Rieland’s sobbing stopped and her eyes narrowed. “Me what?”

“You killed him. You killed Trent.”

A cold, empty smile curved Rieland’s lips, but failed to reach her soulless eyes.

“There’s no poacher, is there?”

“Ding, ding, ding. You’re not quite as stupid as I had you pegged for.”

“Ethan’s okay?”

“Is Ethan okay,” Rieland repeated in a mocking voice. “Give me a fucking break. Ethan is fine and anyway, he’s none of your concern. He’s mine.”

Reese had to get out of here—away from Rieland and whatever dark deed she had planned for her. The road was rough, which slowed the truck enough that she wouldn’t die if she made a jump for it. Not with her shifter healing abilities. Before she could change her mind, Reese kicked the door open and lunged for the tree line.

A screech of rage bellowed out of the truck after her, but she wasn’t about to stick around and find out what Rieland was up to. She tumbled and rolled, then hit the side of a tree hard with her shoulder. A grunt of pain left her lips, but as soon as she was able, she stood and bolted through the dark woods.

The engine of the truck cut off and somewhere behind her, a slamming door echoed through the woods, followed seconds later by a challenging grizzly’s bellow.

“Shhhit,” Reese whispered, pulling her shirt over her head with shaking hands, then fumbling out of her pants. The crazy she-bear had changed and was now hunting her. There was no outrunning a grizzly, and Reese would be damned if she was dying from a bear attack while human.

Her bear was already frantic, in flight mode, and clawing to get out of her, so Reese gave her neck to the moon and let the animal take her body. The pain was blinding for a moment as hair and razor sharp claws burst from her skin. Her face elongated and her teeth drew down as she transitioned into the black bear that lived inside of her.

When she opened her eyes again, Rieland, a massive gray-furred grizzly, stood on her hind legs with a look of pure hatred in her hollow eyes.

This was going to hurt.

Reese lunged upward on her hind legs just as Rieland charged and hit her with the force of an eighteen-wheeler.

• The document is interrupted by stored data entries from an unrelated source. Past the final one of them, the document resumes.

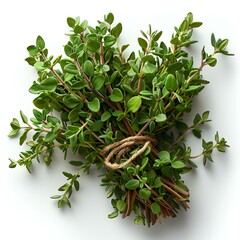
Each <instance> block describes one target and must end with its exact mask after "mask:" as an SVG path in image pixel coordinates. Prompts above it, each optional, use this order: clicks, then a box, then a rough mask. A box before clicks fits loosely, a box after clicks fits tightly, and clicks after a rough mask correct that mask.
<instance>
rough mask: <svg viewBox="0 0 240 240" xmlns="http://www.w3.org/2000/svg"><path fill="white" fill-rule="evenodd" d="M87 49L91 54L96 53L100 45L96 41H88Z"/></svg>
mask: <svg viewBox="0 0 240 240" xmlns="http://www.w3.org/2000/svg"><path fill="white" fill-rule="evenodd" d="M87 48H88V50H89V51H91V52H97V51H98V50H99V48H100V43H99V42H98V41H97V40H94V41H93V40H88V41H87Z"/></svg>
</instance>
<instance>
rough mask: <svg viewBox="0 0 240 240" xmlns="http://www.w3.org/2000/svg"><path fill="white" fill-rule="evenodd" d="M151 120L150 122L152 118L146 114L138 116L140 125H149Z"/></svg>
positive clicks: (140, 114) (143, 113)
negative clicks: (149, 116) (151, 118)
mask: <svg viewBox="0 0 240 240" xmlns="http://www.w3.org/2000/svg"><path fill="white" fill-rule="evenodd" d="M149 120H150V118H149V116H148V115H147V114H146V113H144V112H141V113H139V115H138V124H144V123H147V122H148V121H149Z"/></svg>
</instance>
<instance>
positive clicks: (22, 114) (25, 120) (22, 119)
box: [20, 111, 28, 124]
mask: <svg viewBox="0 0 240 240" xmlns="http://www.w3.org/2000/svg"><path fill="white" fill-rule="evenodd" d="M20 115H21V118H22V121H23V122H24V123H26V124H27V123H28V118H27V116H26V115H25V114H24V113H23V112H22V111H20Z"/></svg>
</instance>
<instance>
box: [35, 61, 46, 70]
mask: <svg viewBox="0 0 240 240" xmlns="http://www.w3.org/2000/svg"><path fill="white" fill-rule="evenodd" d="M34 67H35V68H36V69H37V71H40V72H41V71H44V70H46V69H47V68H46V67H45V66H44V62H35V64H34Z"/></svg>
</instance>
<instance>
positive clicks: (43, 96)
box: [9, 13, 232, 226]
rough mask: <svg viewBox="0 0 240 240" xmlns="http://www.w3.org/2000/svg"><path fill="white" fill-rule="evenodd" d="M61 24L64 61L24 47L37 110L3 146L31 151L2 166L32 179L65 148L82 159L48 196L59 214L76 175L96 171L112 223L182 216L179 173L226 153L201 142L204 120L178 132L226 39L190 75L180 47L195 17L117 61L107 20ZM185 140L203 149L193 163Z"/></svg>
mask: <svg viewBox="0 0 240 240" xmlns="http://www.w3.org/2000/svg"><path fill="white" fill-rule="evenodd" d="M67 25H68V26H69V27H70V33H69V34H68V36H69V39H68V41H67V43H66V44H65V46H64V53H65V56H66V58H62V55H59V56H58V57H56V58H54V57H53V56H51V55H48V49H47V48H46V45H45V42H44V40H43V38H42V37H41V36H38V37H37V39H36V42H35V45H30V46H29V47H28V48H27V50H28V53H29V56H28V57H27V58H26V59H25V60H26V61H27V63H28V64H29V65H31V66H32V67H34V68H35V69H36V71H37V73H38V78H37V79H36V80H35V81H33V83H32V85H31V86H30V88H29V92H30V93H32V94H35V99H34V100H33V104H34V106H35V108H34V109H33V116H32V117H30V118H28V117H27V116H26V115H25V114H24V113H23V112H22V111H20V119H21V122H20V121H19V120H18V119H16V118H14V119H13V120H12V122H11V123H10V126H11V131H10V133H9V137H15V136H18V137H19V144H20V145H23V144H24V143H26V145H27V147H28V149H27V150H25V151H23V152H20V154H19V158H18V159H17V160H13V159H9V160H10V164H9V167H10V168H15V167H16V166H18V165H20V166H25V167H26V168H27V170H28V171H29V172H31V166H32V164H33V162H34V161H35V160H37V161H38V162H44V163H45V164H46V165H50V164H51V162H52V158H53V154H54V151H55V149H59V150H60V151H62V152H63V154H64V156H63V158H64V159H66V158H67V153H68V150H69V149H71V151H72V152H73V153H74V154H76V155H80V156H81V159H82V158H83V159H84V160H82V161H80V160H76V161H71V160H70V161H69V164H70V165H72V167H74V168H76V172H75V173H69V172H63V175H64V176H65V177H66V178H67V180H66V183H64V184H63V185H62V186H60V187H59V189H58V190H59V192H60V194H56V195H53V196H52V197H51V198H52V199H55V200H57V202H58V207H59V208H60V207H63V206H64V205H66V206H69V207H71V203H70V198H71V196H72V193H73V191H78V190H79V189H80V184H79V177H80V174H81V173H82V172H86V173H89V171H90V170H91V168H92V166H93V165H96V166H97V168H98V169H99V170H100V171H101V173H102V175H101V178H102V184H101V185H102V186H104V187H105V188H106V191H107V192H108V194H107V197H108V198H111V204H112V206H113V209H114V210H113V212H112V213H111V214H109V215H108V217H109V218H115V217H117V216H118V215H119V214H122V216H123V217H127V216H129V215H130V214H131V213H133V214H135V218H134V223H136V224H147V225H148V226H150V225H151V224H155V222H156V220H157V219H158V220H159V221H160V218H166V217H169V216H171V217H175V216H176V213H177V210H178V209H179V208H181V207H182V208H184V209H187V208H189V206H188V201H189V190H188V188H187V186H186V185H185V184H184V182H183V181H182V179H181V177H182V174H185V173H187V172H189V171H191V170H192V169H193V168H196V167H197V165H196V164H195V162H194V159H195V158H199V157H202V158H203V164H204V165H205V164H207V161H213V159H212V153H213V151H214V150H217V151H219V152H225V150H226V147H228V145H227V142H226V140H225V139H224V138H220V137H219V134H218V132H217V133H216V135H215V139H214V141H206V140H204V139H203V138H202V135H203V134H202V131H203V129H202V125H204V124H206V123H208V122H209V121H210V120H209V111H205V112H204V113H202V114H196V116H195V117H194V119H193V121H192V124H186V123H185V119H186V117H187V116H186V115H185V113H189V112H190V111H191V110H192V106H193V103H192V101H193V98H194V96H196V95H198V94H199V93H200V92H201V91H202V90H203V89H204V87H205V86H206V85H207V84H208V83H209V81H207V80H205V79H204V78H203V76H202V70H203V68H204V67H205V66H211V67H214V66H215V65H216V64H217V54H223V55H232V54H229V53H228V52H227V50H226V47H227V45H228V39H216V37H215V35H214V34H212V35H211V44H212V46H213V50H212V52H211V53H207V52H206V51H205V48H204V47H203V49H202V52H201V56H200V58H201V62H200V65H199V66H196V65H195V61H194V60H195V59H194V56H191V55H190V53H189V52H188V51H187V47H189V46H191V45H193V44H195V43H197V41H196V40H194V39H192V36H193V30H194V29H195V28H198V27H200V26H201V25H202V23H201V22H196V21H194V20H193V15H192V13H188V14H187V16H186V17H185V18H184V20H183V21H182V22H181V24H180V25H179V27H175V32H174V33H173V34H172V37H171V40H170V43H169V44H167V43H164V42H163V41H161V40H160V38H161V35H162V31H153V30H152V28H151V26H150V25H149V28H148V31H147V32H144V31H141V36H140V37H139V38H138V44H139V48H140V50H139V52H138V54H135V53H134V52H132V53H130V55H129V56H127V54H125V53H126V52H124V51H125V50H126V49H127V47H128V46H129V44H125V45H122V46H120V44H119V43H120V42H121V41H118V39H119V38H120V37H121V33H122V24H121V23H117V24H114V15H113V14H112V13H109V14H107V15H105V16H104V19H103V21H98V25H97V26H96V27H92V26H90V25H89V24H88V22H87V21H86V20H83V21H80V18H79V17H77V18H71V17H68V18H67ZM123 52H124V54H123ZM190 52H192V51H190ZM196 62H197V61H196ZM188 122H189V121H188ZM189 133H192V134H193V135H194V136H196V137H197V138H199V139H201V141H202V151H201V152H200V153H199V154H198V155H196V156H193V155H192V154H191V148H190V147H189V146H187V141H185V140H186V138H187V135H188V134H189Z"/></svg>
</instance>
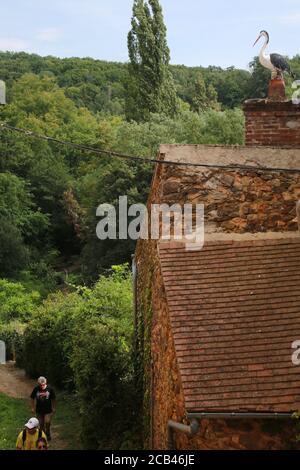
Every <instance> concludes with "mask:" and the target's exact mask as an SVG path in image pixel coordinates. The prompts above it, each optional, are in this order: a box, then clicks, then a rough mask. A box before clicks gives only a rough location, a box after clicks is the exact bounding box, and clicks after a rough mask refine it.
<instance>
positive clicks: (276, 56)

The wind was knocked out of her, but she scrabbled and clawed like she’d been trained to do in every other bear fight she’d been in. Protecting her neck from the eight-inch long claws Rieland was slashing across her skin, Reese rolled out from under her and ran for the giant trunk of an ancient spruce. If she could just buy herself some time to think, she could outsmart Rieland. The other bear had two hundred pounds on her and vengeance in her heart Reese couldn’t even begin to understand.

Pain raked across her back as she ran, and she crumpled under the force of Rieland’s resounding, clawed slap. The grizzly swiped her hard across the hip and sent her sprawling straight for a tree. Reese grunted with fear as she barreled face first toward the trunk. The crack of her head against the unforgiving bark rattled her ears. She landed on her back as the canopy above began to shatter and fold in on itself. The edges of her vision blurred until the only thing she could see was Rieland, standing over her with such a look of triumph in her eyes.

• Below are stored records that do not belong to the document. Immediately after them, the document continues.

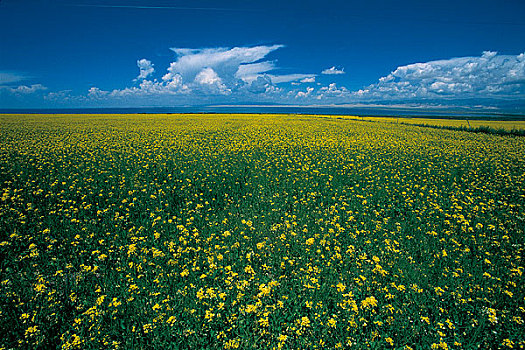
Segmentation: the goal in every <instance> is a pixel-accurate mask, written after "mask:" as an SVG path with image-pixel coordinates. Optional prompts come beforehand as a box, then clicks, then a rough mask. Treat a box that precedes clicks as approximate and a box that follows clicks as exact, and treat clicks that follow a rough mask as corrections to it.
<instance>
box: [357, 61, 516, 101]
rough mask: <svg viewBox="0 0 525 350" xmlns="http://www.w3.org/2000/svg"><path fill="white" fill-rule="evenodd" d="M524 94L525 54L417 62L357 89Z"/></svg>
mask: <svg viewBox="0 0 525 350" xmlns="http://www.w3.org/2000/svg"><path fill="white" fill-rule="evenodd" d="M523 94H525V54H523V53H522V54H520V55H517V56H513V55H498V54H497V53H496V52H492V51H485V52H483V54H482V55H481V56H480V57H459V58H451V59H447V60H439V61H430V62H425V63H414V64H409V65H406V66H401V67H398V68H397V69H396V70H394V71H393V72H392V73H390V74H389V75H387V76H385V77H382V78H380V79H379V81H378V82H377V83H376V84H372V85H370V86H368V87H366V88H364V89H361V90H359V91H357V92H355V93H354V95H355V96H356V97H359V98H363V99H421V98H422V99H428V98H479V97H494V96H504V95H506V96H513V95H523Z"/></svg>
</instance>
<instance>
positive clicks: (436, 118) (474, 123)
mask: <svg viewBox="0 0 525 350" xmlns="http://www.w3.org/2000/svg"><path fill="white" fill-rule="evenodd" d="M331 117H332V118H345V119H355V120H364V121H372V122H386V123H400V124H418V125H429V126H440V127H463V128H472V129H476V128H482V127H487V128H491V129H496V130H497V129H503V130H506V131H513V130H525V120H503V119H502V120H482V119H470V118H468V119H440V118H420V117H414V118H396V117H358V116H331Z"/></svg>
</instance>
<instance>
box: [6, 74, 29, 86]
mask: <svg viewBox="0 0 525 350" xmlns="http://www.w3.org/2000/svg"><path fill="white" fill-rule="evenodd" d="M26 79H27V77H26V76H25V75H22V74H19V73H13V72H2V71H0V85H4V84H12V83H17V82H19V81H22V80H26Z"/></svg>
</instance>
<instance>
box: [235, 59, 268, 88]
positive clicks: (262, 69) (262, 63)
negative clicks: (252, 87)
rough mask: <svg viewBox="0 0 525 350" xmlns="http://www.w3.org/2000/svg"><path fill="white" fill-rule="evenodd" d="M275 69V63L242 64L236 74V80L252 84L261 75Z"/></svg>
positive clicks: (238, 69) (237, 70)
mask: <svg viewBox="0 0 525 350" xmlns="http://www.w3.org/2000/svg"><path fill="white" fill-rule="evenodd" d="M273 69H275V64H274V62H271V61H263V62H258V63H250V64H241V65H240V66H239V68H238V69H237V72H235V78H237V79H241V80H243V81H244V82H247V83H250V82H252V81H254V80H256V79H257V78H258V77H260V76H261V75H263V74H265V73H266V72H269V71H271V70H273Z"/></svg>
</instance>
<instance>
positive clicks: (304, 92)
mask: <svg viewBox="0 0 525 350" xmlns="http://www.w3.org/2000/svg"><path fill="white" fill-rule="evenodd" d="M313 91H314V88H313V87H307V88H306V92H305V91H299V92H298V93H297V95H295V98H300V97H308V96H310V94H311V93H312V92H313Z"/></svg>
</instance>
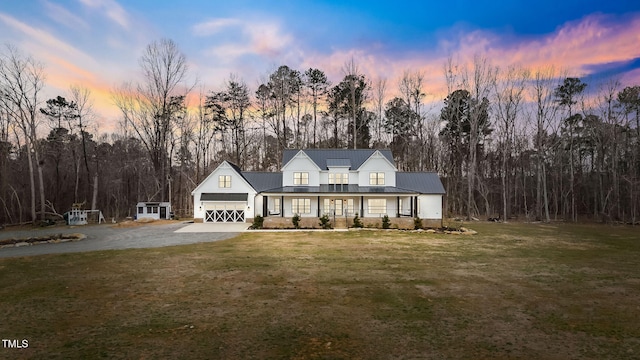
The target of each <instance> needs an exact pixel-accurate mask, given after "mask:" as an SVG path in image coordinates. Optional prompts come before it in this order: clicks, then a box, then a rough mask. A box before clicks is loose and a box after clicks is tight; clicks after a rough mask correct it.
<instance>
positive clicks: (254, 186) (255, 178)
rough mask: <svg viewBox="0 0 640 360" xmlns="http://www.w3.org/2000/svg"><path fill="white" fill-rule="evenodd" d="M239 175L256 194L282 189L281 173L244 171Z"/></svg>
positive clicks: (281, 180) (259, 171)
mask: <svg viewBox="0 0 640 360" xmlns="http://www.w3.org/2000/svg"><path fill="white" fill-rule="evenodd" d="M240 174H241V175H242V176H243V177H244V178H245V180H247V182H248V183H249V184H251V186H252V187H253V188H254V189H255V190H256V191H257V192H263V191H265V190H271V189H275V188H279V187H282V173H281V172H275V173H272V172H260V171H244V172H242V173H240Z"/></svg>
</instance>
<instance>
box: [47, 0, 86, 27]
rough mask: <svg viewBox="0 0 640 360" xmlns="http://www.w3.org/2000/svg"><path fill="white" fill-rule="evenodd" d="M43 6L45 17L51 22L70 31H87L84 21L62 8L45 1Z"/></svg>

Reese gasped for air, fighting for the focus she needed to stay awake.

If she closed her eyes, Rieland would kill her.

She was going to die before she told Ethan how sorry she was that she’d treated him just like everyone else in his life had. Before she got to tell him how much their night together had healed her fears of caring for another.

She was going to take her last breath before she got the chance to tell him how much she loved him.

A whimper of pain and regret clawed its way from her throat as the world went black.

Somewhere far above her, a bear roared.